A Real IRA member who tried to bomb Britain with an explosive device larger than the one that caused the 1998 Omagh massacre has been murdered in the Irish Republic.

Larry Keane, who was known as "Bomber", was found fatally injured in a walkway in Athy, Co Kildare on Thursday night, the Garda Síochána said. He died in hospital on Friday morning.

The 56-year-old was sentenced to 10 years in prison in the same year as the Omagh atrocity, which killed 29 people, after he was caught with a bomb weighing almost 1,000lbs on a ferry from Ireland to Britain.

At the time the Real IRA was conducting a bombing campaign in Northern Ireland and Britain aimed at destabilising unionism and preventing a political settlement in Belfast.

Gardai found Keane, who was unconscious with a head injury, late on Thursday night in a walkway between St John's Lane and the Greenhills housing estate in Athy, Co Kildare.

He was taken to Naas general hospital, where he died at 5am on Friday morning.

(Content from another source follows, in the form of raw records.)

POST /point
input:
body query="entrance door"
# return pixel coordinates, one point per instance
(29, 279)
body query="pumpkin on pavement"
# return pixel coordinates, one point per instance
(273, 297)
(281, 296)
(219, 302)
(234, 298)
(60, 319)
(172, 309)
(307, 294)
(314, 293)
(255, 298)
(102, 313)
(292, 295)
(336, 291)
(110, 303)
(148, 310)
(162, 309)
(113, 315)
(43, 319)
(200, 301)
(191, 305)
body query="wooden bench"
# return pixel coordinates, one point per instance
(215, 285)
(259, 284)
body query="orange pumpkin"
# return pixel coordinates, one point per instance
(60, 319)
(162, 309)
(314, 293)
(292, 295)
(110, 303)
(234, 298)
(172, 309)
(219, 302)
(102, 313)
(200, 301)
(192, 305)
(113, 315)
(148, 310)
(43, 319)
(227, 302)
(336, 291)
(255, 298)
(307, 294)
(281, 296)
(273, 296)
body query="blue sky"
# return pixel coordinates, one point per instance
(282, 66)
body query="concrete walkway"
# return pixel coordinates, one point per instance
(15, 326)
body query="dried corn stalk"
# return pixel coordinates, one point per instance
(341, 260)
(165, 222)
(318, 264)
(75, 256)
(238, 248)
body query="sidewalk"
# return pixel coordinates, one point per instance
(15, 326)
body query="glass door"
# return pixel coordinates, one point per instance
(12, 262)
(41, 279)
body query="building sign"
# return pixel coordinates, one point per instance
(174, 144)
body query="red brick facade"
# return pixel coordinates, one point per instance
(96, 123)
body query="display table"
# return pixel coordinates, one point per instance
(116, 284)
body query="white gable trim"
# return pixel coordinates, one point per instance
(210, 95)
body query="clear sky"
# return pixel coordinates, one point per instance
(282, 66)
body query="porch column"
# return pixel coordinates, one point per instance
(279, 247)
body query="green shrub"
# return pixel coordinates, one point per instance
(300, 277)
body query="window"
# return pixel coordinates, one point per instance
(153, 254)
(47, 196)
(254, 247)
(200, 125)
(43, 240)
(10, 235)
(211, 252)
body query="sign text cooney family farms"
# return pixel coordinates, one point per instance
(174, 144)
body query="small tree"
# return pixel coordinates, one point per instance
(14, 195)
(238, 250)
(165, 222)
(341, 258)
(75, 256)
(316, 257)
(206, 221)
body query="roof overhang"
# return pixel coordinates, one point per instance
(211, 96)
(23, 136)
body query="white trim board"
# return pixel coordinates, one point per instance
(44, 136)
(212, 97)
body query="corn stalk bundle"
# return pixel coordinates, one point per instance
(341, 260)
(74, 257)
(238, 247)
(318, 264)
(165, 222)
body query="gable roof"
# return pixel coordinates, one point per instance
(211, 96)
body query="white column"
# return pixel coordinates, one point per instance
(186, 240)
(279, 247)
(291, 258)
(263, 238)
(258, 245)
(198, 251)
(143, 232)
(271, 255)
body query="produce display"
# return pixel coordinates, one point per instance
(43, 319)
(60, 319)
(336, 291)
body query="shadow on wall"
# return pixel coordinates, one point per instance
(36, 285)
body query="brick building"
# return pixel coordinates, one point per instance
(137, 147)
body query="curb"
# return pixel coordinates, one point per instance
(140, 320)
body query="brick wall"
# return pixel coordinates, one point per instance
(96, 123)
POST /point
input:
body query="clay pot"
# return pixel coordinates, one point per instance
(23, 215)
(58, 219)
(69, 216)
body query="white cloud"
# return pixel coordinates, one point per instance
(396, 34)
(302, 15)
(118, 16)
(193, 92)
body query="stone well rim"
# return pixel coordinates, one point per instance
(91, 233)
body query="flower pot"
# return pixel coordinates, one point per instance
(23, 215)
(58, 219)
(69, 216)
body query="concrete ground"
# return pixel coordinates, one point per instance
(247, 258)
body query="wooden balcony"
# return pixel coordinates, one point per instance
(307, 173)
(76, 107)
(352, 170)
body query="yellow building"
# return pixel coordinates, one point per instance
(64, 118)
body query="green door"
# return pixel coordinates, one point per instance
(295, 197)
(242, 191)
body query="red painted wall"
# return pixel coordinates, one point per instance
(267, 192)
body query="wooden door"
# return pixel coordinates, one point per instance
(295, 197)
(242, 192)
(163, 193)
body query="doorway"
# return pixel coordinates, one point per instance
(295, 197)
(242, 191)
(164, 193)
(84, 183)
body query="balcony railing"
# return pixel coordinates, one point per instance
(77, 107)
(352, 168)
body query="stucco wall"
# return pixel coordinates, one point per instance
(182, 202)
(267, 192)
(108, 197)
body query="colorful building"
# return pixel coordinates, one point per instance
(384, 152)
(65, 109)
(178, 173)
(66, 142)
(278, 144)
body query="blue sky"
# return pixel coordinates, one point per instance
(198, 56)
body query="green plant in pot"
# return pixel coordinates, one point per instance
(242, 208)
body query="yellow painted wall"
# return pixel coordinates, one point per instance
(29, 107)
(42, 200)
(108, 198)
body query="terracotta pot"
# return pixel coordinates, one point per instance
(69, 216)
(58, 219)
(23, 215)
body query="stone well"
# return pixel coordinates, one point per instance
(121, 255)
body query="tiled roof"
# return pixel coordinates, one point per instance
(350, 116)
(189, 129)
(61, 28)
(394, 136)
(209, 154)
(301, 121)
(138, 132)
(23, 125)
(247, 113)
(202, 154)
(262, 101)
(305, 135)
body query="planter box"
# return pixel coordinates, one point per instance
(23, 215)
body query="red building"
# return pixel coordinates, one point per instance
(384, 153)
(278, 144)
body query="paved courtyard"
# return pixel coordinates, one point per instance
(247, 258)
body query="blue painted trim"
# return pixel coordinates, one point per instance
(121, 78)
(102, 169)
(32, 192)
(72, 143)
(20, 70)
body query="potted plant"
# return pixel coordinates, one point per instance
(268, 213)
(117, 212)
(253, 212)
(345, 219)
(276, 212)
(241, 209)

The scene was sealed off pending a forensic examination and an incident room set up at Athy garda station. The Republic's state pathologist was informed and a postmortem was expected to get under way on Friday.

In December 1998, Keane, a father of six from Cloney, Athy, pleaded guilty in Dublin's special criminal court to having 980lbs of an improvised explosive mixture, a time power unit, an electrical detonator, two improvised booster tubes and an improvising detonating cord with intent to endanger life or enable another person to do so. Keane was stopped by gardai at Dún Laoghaire port on 2 April 1998.

The court of criminal appeal determined that Keane's role was a lesser one than that of those who planned and made the bomb, reducing his prison term to 10 years.

Keane's attempt to smuggle the explosives on to the ferry and into England came just before the signing of the Good Friday agreement and four months before the Real IRA's bomb in Omagh became the single biggest atrocity in the Northern Ireland Troubles.

His death came in the same week that another Real IRA bomber, Seamus McKenna, was buried in his native Co Louth near the border. McKenna had been named in a civil action taken by families of the Omagh victims who accused him of transporting the Real IRA bomb to the Co Tyrone market town in August 1998. He died from injuries after falling from the roof of a school in Dundalk last week but was kept alive on a life support machine until his organs could be donated.